With the 2014 general elections a month away, expect tension to rise. This year’s vote is substantially different to the previous three elections in that the ruling party is not only warding off challenges from opposition parties, but that its governing alliance with COSATU and the South African Communist Party is being torn apart by internal divisions.
Most observers agree that the notion of a tripartite alliance was not a workable entity and that it was a matter of time before the hegemony broke up.
This dynamic was no better illustrated than by Sunday’s meeting in Durban where COSATU general-secretary Zwelinzima Vavi was supposed to make his first public speech after being re-instated by the court.
Shop stewards, union organisers and even ordinary members of the National Union of Metalworkers of South Africa (NUMSA) and other aligned unions had planned to gather, but their intentions were disrupted when members of the South African Democratic Teachers Union (SADTU) also booked a venue at the same hotel.
There was no doubt among the hotel management and police summoned, that the actions of SADTU, and, allegedly, the Police and Prisons Civil Rights Union (POPCRU), were intended to disrupt the pro-Vavi meeting.
Some fancy footwork by the hotel management and police ensured that the rival factions were kept apart by moving the NUMSA crowd upstairs.
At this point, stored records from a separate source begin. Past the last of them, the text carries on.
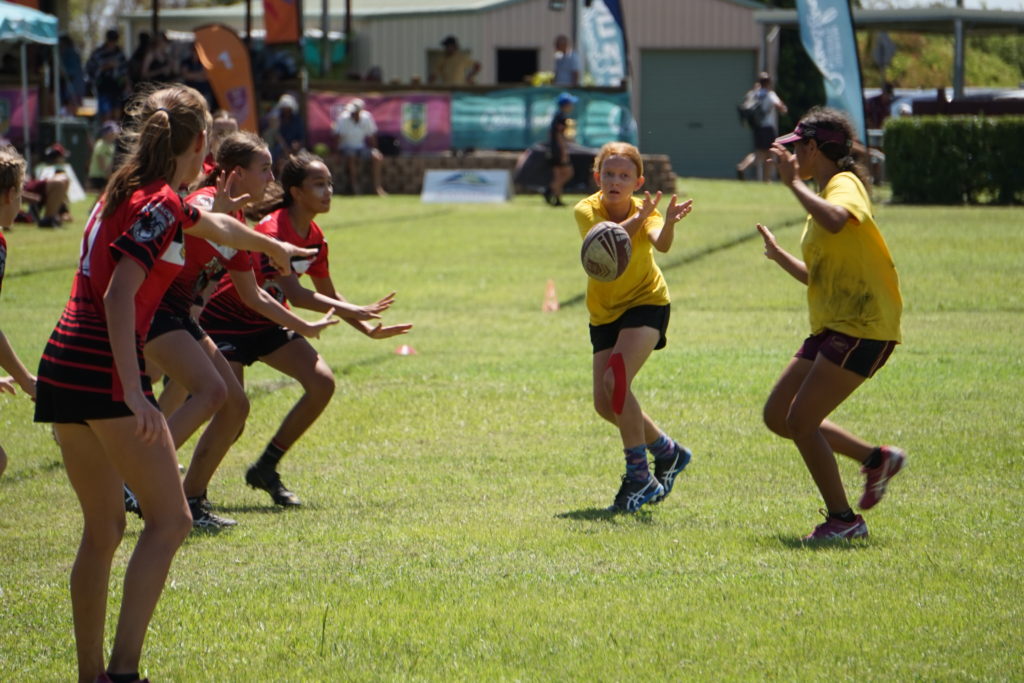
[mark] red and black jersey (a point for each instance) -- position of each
(147, 228)
(226, 313)
(205, 261)
(3, 259)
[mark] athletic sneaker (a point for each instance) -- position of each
(878, 477)
(837, 529)
(667, 469)
(632, 495)
(131, 503)
(204, 518)
(269, 481)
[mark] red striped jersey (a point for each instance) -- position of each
(225, 312)
(147, 228)
(205, 261)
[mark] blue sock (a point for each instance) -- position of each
(662, 447)
(636, 463)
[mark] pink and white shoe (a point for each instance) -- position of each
(893, 461)
(837, 529)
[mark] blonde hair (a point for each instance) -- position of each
(164, 124)
(619, 150)
(11, 169)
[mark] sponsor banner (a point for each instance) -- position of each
(602, 42)
(281, 18)
(517, 119)
(12, 115)
(226, 62)
(469, 186)
(418, 122)
(826, 32)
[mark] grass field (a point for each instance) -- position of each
(454, 525)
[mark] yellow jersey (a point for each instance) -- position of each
(852, 285)
(641, 285)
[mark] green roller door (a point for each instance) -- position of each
(688, 109)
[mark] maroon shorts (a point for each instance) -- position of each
(863, 356)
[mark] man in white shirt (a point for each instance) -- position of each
(356, 133)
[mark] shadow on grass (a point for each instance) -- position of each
(603, 514)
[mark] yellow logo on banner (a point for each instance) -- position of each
(414, 121)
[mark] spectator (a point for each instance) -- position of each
(767, 107)
(356, 133)
(454, 67)
(566, 63)
(72, 74)
(101, 163)
(558, 151)
(878, 109)
(108, 71)
(160, 65)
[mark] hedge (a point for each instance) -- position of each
(955, 160)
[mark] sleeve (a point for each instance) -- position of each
(845, 190)
(154, 227)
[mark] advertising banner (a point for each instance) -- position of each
(517, 119)
(602, 42)
(419, 122)
(226, 62)
(12, 115)
(826, 32)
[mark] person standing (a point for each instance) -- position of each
(356, 133)
(765, 105)
(567, 67)
(629, 317)
(855, 306)
(454, 67)
(558, 150)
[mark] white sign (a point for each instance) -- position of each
(466, 186)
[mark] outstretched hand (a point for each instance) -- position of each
(223, 202)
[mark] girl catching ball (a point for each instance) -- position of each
(855, 304)
(629, 317)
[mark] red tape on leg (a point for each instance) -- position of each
(619, 391)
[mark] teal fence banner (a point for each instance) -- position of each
(826, 32)
(519, 118)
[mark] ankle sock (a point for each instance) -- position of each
(846, 516)
(271, 456)
(636, 463)
(662, 447)
(875, 459)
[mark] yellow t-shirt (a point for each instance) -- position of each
(852, 285)
(641, 284)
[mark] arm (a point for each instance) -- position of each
(257, 299)
(825, 214)
(787, 261)
(223, 229)
(11, 364)
(119, 300)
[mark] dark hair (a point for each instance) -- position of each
(238, 148)
(163, 124)
(823, 118)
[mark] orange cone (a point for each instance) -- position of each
(550, 298)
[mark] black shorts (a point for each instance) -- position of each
(164, 322)
(863, 356)
(248, 348)
(604, 336)
(66, 406)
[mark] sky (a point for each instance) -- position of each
(1015, 5)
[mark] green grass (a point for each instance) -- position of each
(453, 525)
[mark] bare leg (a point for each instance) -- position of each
(299, 359)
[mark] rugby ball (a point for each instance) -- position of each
(606, 251)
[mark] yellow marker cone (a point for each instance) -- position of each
(550, 298)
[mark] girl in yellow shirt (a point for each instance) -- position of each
(629, 317)
(854, 303)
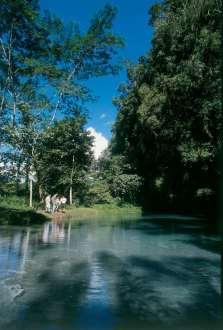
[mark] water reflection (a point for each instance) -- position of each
(109, 275)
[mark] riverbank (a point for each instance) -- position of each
(14, 211)
(101, 211)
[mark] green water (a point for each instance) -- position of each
(112, 274)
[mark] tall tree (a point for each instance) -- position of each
(170, 118)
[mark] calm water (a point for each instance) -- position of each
(112, 274)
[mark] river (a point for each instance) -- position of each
(110, 274)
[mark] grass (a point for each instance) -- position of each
(14, 211)
(101, 211)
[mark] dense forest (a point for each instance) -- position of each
(165, 146)
(169, 111)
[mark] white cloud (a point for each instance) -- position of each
(103, 116)
(100, 142)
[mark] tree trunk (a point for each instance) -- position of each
(30, 193)
(71, 195)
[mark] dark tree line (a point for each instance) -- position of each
(169, 111)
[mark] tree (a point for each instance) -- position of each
(43, 66)
(64, 156)
(169, 113)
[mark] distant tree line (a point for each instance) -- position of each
(44, 64)
(169, 111)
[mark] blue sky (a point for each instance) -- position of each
(132, 24)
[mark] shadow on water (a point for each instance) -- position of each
(128, 275)
(164, 295)
(20, 217)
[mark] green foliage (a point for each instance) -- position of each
(169, 113)
(64, 156)
(44, 64)
(98, 193)
(126, 187)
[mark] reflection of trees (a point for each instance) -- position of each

Complicating things is that some members of both factions wore ANC colours, and that it was impossible to stop dissenters from infiltrating the NUMSA meeting. As it turned out, this wasn’t a problem at all. More of a problem was the no-show by Vavi, apparently due to a family emergency. Proceedings finally got underway two hours after the intended start with a veritable procession of leaders echoing the same message from the stage – that the NUMSA-aligned unions are set to take on the establishment COSATU, that a new political entity is being born, and that the ANC is irredeemably corrupt.
Proceedings ended at about 2 pm, but as the NUMSA crowd was filing out, they were confronted by their erstwhile comrades in arms, angry and resentful at being outmanoeuvred, and spoiling for a fight.
Enter the thin blue line of police, complete with riot gear, to separate the rival groups that eventually dispersed after much shouting and hurling of abuse.
Discipline in the NUMSA ranks was impressive. Marshals kept a tight rein on members who wanted to attack the opposition. A factor highlighted by a number of speakers who patted themselves on the back for restraint in the face of serious provocation.
The police behaved impeccably and their calm demeanour was critical in keeping a lid on the tensions.